An Indiana State University professor was arrested yesterday for reporting phony anti-Islamic threats.
He also had claimed he was physically assaulted outside of his office.
Azhar Hussain, an assistant professor of aviation technology, now faces obstruction of justice and harassment charges according to the Tribune Star, with bond set at $10,000.
Hussain is alleged to have been behind a series of emails in early March “containing anti-Muslim messages and threats of potential violence against members of the Muslim community,” with himself specifically mentioned as a target.
In late March, Hussain reported that he was assaulted from behind when entering his office, but was unable to identify his attacker.
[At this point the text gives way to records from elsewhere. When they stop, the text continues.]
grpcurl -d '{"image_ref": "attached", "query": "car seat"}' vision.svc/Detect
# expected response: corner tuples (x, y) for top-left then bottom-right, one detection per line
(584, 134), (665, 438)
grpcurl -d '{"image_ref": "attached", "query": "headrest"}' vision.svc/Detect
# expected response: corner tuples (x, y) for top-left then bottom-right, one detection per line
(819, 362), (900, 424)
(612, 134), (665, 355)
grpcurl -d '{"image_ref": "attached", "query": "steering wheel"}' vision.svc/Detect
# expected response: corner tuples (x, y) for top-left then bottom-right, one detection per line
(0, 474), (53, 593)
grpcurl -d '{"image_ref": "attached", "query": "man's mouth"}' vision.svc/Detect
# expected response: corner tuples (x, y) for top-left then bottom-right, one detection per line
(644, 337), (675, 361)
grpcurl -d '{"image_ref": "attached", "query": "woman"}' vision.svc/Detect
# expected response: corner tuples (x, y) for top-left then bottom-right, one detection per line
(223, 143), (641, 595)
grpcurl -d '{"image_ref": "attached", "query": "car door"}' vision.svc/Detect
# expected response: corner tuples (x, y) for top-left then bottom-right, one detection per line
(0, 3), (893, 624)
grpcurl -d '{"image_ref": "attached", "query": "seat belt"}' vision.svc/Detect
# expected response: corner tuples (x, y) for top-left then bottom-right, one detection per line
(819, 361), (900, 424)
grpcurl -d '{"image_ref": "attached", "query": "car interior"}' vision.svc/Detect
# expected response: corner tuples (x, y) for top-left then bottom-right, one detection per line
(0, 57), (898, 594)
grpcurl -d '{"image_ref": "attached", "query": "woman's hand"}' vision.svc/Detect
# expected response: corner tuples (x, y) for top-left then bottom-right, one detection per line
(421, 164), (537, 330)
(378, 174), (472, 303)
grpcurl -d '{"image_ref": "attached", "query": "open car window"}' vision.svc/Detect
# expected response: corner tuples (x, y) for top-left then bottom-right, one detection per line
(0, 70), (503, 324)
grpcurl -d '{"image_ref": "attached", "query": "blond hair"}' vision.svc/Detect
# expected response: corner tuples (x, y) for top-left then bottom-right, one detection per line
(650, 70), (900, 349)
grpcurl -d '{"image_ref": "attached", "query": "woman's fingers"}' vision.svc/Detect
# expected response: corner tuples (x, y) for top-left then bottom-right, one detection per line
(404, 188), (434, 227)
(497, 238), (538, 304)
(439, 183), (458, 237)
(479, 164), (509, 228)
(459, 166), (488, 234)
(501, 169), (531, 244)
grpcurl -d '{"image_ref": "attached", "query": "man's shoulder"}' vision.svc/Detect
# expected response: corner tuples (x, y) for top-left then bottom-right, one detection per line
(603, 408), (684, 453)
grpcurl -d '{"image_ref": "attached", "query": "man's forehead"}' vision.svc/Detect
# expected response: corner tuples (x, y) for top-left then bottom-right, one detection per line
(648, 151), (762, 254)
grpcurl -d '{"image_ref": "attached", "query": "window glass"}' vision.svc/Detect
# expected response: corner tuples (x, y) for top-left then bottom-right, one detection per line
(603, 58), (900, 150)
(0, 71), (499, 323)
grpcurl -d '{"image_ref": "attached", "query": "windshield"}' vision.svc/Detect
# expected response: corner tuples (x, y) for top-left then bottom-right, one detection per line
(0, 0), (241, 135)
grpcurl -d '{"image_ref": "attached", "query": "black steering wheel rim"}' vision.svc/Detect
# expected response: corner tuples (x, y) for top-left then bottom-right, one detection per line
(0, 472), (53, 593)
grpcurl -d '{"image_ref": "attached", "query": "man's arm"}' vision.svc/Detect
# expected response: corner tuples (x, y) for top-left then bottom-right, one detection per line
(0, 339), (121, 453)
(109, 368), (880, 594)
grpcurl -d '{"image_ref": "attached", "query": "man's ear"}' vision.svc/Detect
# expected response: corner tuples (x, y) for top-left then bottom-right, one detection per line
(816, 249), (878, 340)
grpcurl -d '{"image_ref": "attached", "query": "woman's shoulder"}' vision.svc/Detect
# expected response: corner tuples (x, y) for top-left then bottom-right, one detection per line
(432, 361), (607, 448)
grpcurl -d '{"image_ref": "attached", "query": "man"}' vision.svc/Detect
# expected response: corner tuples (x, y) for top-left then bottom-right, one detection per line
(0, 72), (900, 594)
Witnesses could not corroborate his claims.
The university on Friday said Hussain had been notified recently by Provost Mike Licari that he would not be reappointed to his faculty position beyond the 2017-18 academic year due to his inability to fulfill the conditions of his original appointment.
“Based upon the investigation, it is our belief that Hussain was trying to gain sympathy by becoming a victim of anti-Muslim threats, which he had created himself,” said Joseph Newport, ISU’s chief of police.
“It is extremely unfortunate that this situation caused undue concern on other members of the ISU community,” said Newport, who also noted campus crime alerts had been sent out following the first email and the alleged attack.
ISU Police were assisted in the investigation by the Cybercrime and Investigative Technologies Section of the Indiana State Police and ISU’s information technologies security engineer. During the investigation, ISU Police collaborated with the local FBI office and the Vigo County Prosecutor’s Office.
Investigators were able to track the computers from which the emails originated and uncovered evidence to charge Hussain with sending the emails himself, according to the university news release.
UPDATE: Hussain pled guilty to misdemeanor charges of obstruction of justice and harassment in mid-July and received a one-year suspended sentence, the Tribune Star reports. He was also ordered by Judge John Roach to have no contact with Indiana State University.